I don't want to offend anyone but it is kind of funny to see that so many people here have had crushes on villagers in Animal Crossing. I don't think I've had one, I just like certain characters a lot, like Fang and Isabelle.

By crush, do you really mean something like "love"?


----------



## Jarrad (Aug 12, 2013)

Wtf no...?


----------



## nikkidii (Aug 12, 2013)

Back in Wild World I was around 10 or something and I had a huge crush on Snake the rabbit thing x'D I used to send him letters, talk to him 24/7, do favors right away and everything. I grew out of that phase though ;w;


----------



## Azzurro (Aug 12, 2013)

Vida said:


> I don't want to offend anyone but it is kind of funny to see that so many people here have had crushes on villagers in Animal Crossing. I don't think I've had one, I just like certain characters a lot, like Fang and Isabelle.
> 
> *By crush, do you really mean something like "love"?*



Of course not. 'Crush', in this case, just means you really like that villager. They're most likely your dream villager, and you want them in your town. I don't even see how actually loving a pixel is possible tbh lol.


----------



## violetneko (Aug 13, 2013)

I have a huge crush for Chief. I'm at the point of oh you want any ocean fish? Here's my coelacanth 0w0
He's kinda like a virtual brother :3


----------



## Ade4265 (Aug 15, 2013)

No, I do not have a crush on little anthropomorphic animals.


----------



## mariop476 (Aug 15, 2013)

Not a crush, but I've always had a special place in my heart for Snake, Knox, Apollo, and Lopez.  They're my bros.


----------



## JonnyJinx (Aug 15, 2013)

I was a bit fond of Bunnie when I was young on the GC days. I also found it cute that Tangy sent me a letter and a present on Valentines Day.


----------



## Seravee (Aug 16, 2013)

Nope, but Olaf reminds me of my husband, which I find endearing.


----------



## clovetic (Aug 16, 2013)

kyle, when he used to wear his leather jacket lol


----------



## ZeroMetroid (Aug 16, 2013)

Whitney >w<


----------



## PlasticPinkPiggy (Aug 16, 2013)

I was all over wolfgang and rolf in WW, but NL changed me a bit and now I'm all over Del because he keeps sending me letters and giving my expensive crap. <3 I send love letters to him. I also have a girl crush on Bunnie and want to be just like her


----------



## ForestRabbit (Aug 18, 2013)

I guess by "crush" you mean in a non-romantic way. Kind of like girl crush and guy crush by straight people. 
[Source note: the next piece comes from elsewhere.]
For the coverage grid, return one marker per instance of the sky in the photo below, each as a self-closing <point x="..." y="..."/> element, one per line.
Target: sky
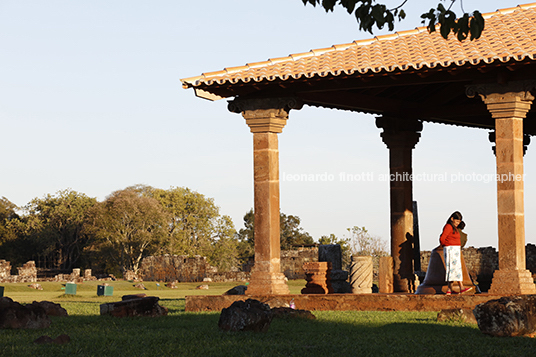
<point x="91" y="100"/>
Let's just say if I were to be six years old, and I saw an Isabelle plushie doll at a toys store-- I would ask my parents to buy me an Isabelle doll. I think she's pretty and cute-- I love her outfit. I'd have tea parties with her! There's also Pelly too! 

If Isabelle was a real life human, she'd be kind of like my old manager from my old workplace who has a really nice personality and a nice smile.


----------



## Orieii (Aug 19, 2013)

I'd love to know the secret <3
I want to use it on my cute friend Marshal >///<


----------



## Suave_Spencer (Aug 20, 2013)

Ade4265 said:


> No, I do not have a crush on little anthropomorphic animals.



Seconded. I honestly find it slightly creepy when people mention that their character is in a relationship with one of their villagers.


----------



## Officer Berri (Aug 21, 2013)

All the male wolves. QUETZAL. Apollo. Boone. Olaf. Uh... I can't really think of any more off the top of my head.

And I know he's not a villager but Copper is my husbando.

Also maybe Freya. She's one of my boyfriend's favorite villagers and the love kind of rubbed off on me because she's adorable and pink. But technically that's a different kind of crush in my head so.


----------